Dragon Oil still eyes gas deal, plans to diversify

Write: Purnima [2011-05-20]
LONDON, Feb 23 - Oil and gas explorer Dragon Oil (DGO.L)(DGO.I) said it was hopeful of progress on a gas sales deal in Turkmenistan this year but would also diversify into other areas as lower oil prices led to a 30 percent fall in 2009 profit.

Turkmenistan-focused Dragon said on Tuesday it would use its cash balance of more than $1 billion to help it commercialise its gas resources and make acquisitions to diversify its asset base away from Turkmenistan.

Chief Executive Abdul Jaleel Al Khalifa said Dragon had tried to start talks last year with the Turkmen government to sell its gas in the country but problems with the logistics of meeting had held up progress.

"We have proposals that we are trying to put on the table to start the discussion on this," Al Kalifato told Reuters in an interview with Reuters. "Hopefully within the first half of 2010 we can make significant progress in this area."

Evolution Securities analyst David Farrell said given that Dragon's portfolio contained no material exploration, upside was focused on the monetisation of gas and leverage to the oil price.

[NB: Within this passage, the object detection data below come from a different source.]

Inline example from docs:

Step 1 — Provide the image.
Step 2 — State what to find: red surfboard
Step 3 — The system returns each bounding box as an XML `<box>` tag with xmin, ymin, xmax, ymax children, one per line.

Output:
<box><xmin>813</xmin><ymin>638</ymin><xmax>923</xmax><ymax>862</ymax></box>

Dragon shares were up 1.14 percent to 467.5 pence at 1114 GMT, valuing the company at 2.4 billion pounds ($3.7 billion).

The explorer said pretax profit slumped to $259 million in 2009 from $369 million the previous year as sales of crude oil grew by 40 percent but revenue were hit by a lower comparative oil price.

Average daily production rose 9 percent to 44,765 barrels of oil per day (bopd) from 40,992 in 2008. Dragon said it would target annual output growth of 15 percent in 2010 and between 10 and 15 percent on average up to 2012.

Dragon said it was re-assessing whether to create an incorporated holding company in Bermuda, a plan that was announced last year, and remained on the lookout for acquisitions.

Al Kalifa said the company would consider corporate and asset acquisitions in North Africa, the Middle East and Central Asia.

"Our vision is to be in more than one place in the future," he said.